Mutt swallowed and looked out the window. “I gave it to him. Took a trip to Dublin last year. I found the engraving in a shop. Circa 1810.”
“Beautiful creature. Extinct?”
“Went out of production eleven thousand years ago. Gary said they weren’t elk, but giant deer. Seven feet at the shoulder and twelve-foot antlers, according to fossil reconstructions.”
“I wonder why their antlers got so big.”
Mutt laughed from the belly. A sound of resilience. “Sex, of course. True then, true now. Females chose to mate with the best displays, and final
ly their necks couldn’t sustain the weight, or the horns got entangled in trees and killed them.”
Belle rubbed her neck. “Fashion’s a killer, starting with hooker heels.”
She was unable to reach Maureen at the main number for the clinic in Kismayu that night but left a message on the answering machine telling her about the break-in. The house was safely occupied, and that’s what counted.
The next day, finishing some paperwork, she left the office at ten thirty, passing the latest mall expansion revitalizing the city. After over a decade, the higher unemployment rate was dropping toward the national number. Chapters, Staples, Costco, and up the hill, the gigantic Home Depot and the Sears HomeStore. Joining them were more American chain restaurants: Kelsey’s, Montana Bar and Grillhouse. She preferred lunching with the rain-snow-or-hail sausage vendor set up at Canadian Tire. The complimentary sauerkraut was a meal in itself.
Turning onto Barrydowne, she passed LaSalle Blvd., then made a right into the Nickel City College complex. For decades, it had offered practical training in business, health and social sciences, and technology. Passing a few pay lots and the ever-growing Special Needs Centre, with its metal sculptures of clients in wheelchairs, she parked at a string of meters, moved to one showing half an hour, and dropped in a loonie, calculating to the minute.
At the foyer doors, she saw students puffing happily in front of the No Smoking sign. Her nostrils flared at an herbal mix, and one eyebrow rose as she got a wink from a young man dressed in black semi-Goth apparel. A music student? Still, a bit early for the wacky tobaccy, as her older neighbours Ed and Hélène called it.
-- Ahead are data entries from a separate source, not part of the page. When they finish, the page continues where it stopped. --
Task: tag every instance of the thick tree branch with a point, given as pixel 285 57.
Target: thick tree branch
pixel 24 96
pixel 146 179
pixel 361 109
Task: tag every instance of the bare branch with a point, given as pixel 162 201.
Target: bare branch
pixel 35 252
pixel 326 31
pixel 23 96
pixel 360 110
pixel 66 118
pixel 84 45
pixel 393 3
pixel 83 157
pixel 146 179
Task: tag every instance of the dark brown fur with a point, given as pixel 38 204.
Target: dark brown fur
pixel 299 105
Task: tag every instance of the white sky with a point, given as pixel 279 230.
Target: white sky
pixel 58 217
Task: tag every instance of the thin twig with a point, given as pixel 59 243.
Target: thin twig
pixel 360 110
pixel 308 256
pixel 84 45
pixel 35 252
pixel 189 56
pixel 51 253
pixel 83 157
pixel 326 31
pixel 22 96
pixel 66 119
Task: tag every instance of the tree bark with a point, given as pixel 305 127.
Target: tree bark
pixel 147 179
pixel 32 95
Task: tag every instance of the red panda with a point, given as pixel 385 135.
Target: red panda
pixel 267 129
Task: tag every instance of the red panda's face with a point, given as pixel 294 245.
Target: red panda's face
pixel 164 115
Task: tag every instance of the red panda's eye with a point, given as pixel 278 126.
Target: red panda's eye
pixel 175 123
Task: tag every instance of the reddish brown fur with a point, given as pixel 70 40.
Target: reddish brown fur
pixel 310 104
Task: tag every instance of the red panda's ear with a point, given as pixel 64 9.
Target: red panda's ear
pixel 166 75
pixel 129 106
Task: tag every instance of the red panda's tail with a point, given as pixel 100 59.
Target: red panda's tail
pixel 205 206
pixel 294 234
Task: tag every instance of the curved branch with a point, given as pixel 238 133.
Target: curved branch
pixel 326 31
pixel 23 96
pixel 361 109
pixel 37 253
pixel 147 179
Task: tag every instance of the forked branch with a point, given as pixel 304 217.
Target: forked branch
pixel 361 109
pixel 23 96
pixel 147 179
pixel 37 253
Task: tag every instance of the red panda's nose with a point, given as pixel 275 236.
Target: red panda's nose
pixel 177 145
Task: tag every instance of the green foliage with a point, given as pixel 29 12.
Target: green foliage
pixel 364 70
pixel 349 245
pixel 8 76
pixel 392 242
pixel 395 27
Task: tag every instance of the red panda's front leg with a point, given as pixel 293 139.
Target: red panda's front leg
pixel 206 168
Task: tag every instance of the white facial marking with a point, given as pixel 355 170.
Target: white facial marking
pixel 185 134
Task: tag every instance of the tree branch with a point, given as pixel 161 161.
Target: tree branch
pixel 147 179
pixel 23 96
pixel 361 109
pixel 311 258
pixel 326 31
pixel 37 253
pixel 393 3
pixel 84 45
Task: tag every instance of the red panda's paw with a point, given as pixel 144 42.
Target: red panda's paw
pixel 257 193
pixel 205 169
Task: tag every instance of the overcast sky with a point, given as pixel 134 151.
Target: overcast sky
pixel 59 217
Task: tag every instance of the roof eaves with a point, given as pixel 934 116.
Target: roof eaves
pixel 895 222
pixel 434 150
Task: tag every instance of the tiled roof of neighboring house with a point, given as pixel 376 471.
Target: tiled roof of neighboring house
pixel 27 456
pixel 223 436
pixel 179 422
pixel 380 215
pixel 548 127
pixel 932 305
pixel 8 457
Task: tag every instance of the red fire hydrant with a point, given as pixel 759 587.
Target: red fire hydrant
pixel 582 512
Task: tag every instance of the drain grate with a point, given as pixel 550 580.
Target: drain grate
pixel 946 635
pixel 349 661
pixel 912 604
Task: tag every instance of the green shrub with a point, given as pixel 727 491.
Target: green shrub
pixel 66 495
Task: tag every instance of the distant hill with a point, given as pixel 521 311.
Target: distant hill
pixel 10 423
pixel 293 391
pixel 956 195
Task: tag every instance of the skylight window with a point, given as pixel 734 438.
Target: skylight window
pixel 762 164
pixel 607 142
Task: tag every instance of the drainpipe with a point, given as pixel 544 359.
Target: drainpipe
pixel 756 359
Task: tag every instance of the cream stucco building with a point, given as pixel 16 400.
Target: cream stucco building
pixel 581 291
Inside the main lobby, she met Mutt, sipping a coffee and offering one to her. Behind him, up the stairs to a mezzanine, a long line waited. “This place has more wings than an octopus has tentacles,” he said. “I’ve been roaming around. Found the coffee right away, though. Regular okay?”
She’d ignore the sugar to spare his feelings. “Perfect. Lead on, Macmutt.” She bent back the plastic tab for a slug as they began walking down the hall. A few girls in short shorts had admiring glances for Gary’s partner. She preferred that word to lover, consort, even husband or wife. A clean, Western-movie sound, someone you could count on. Like Randolph Scott. Then she remembered a Vanity Fair article that had run a picture of Hollywood’s two most virile men setting up house together in the Forties. Thirty years later, a maître de had claimed that Cary Grant and Scott had met for supper in a famous restaurant and had sat together in a darkened banquette, holding hands like an old married couple.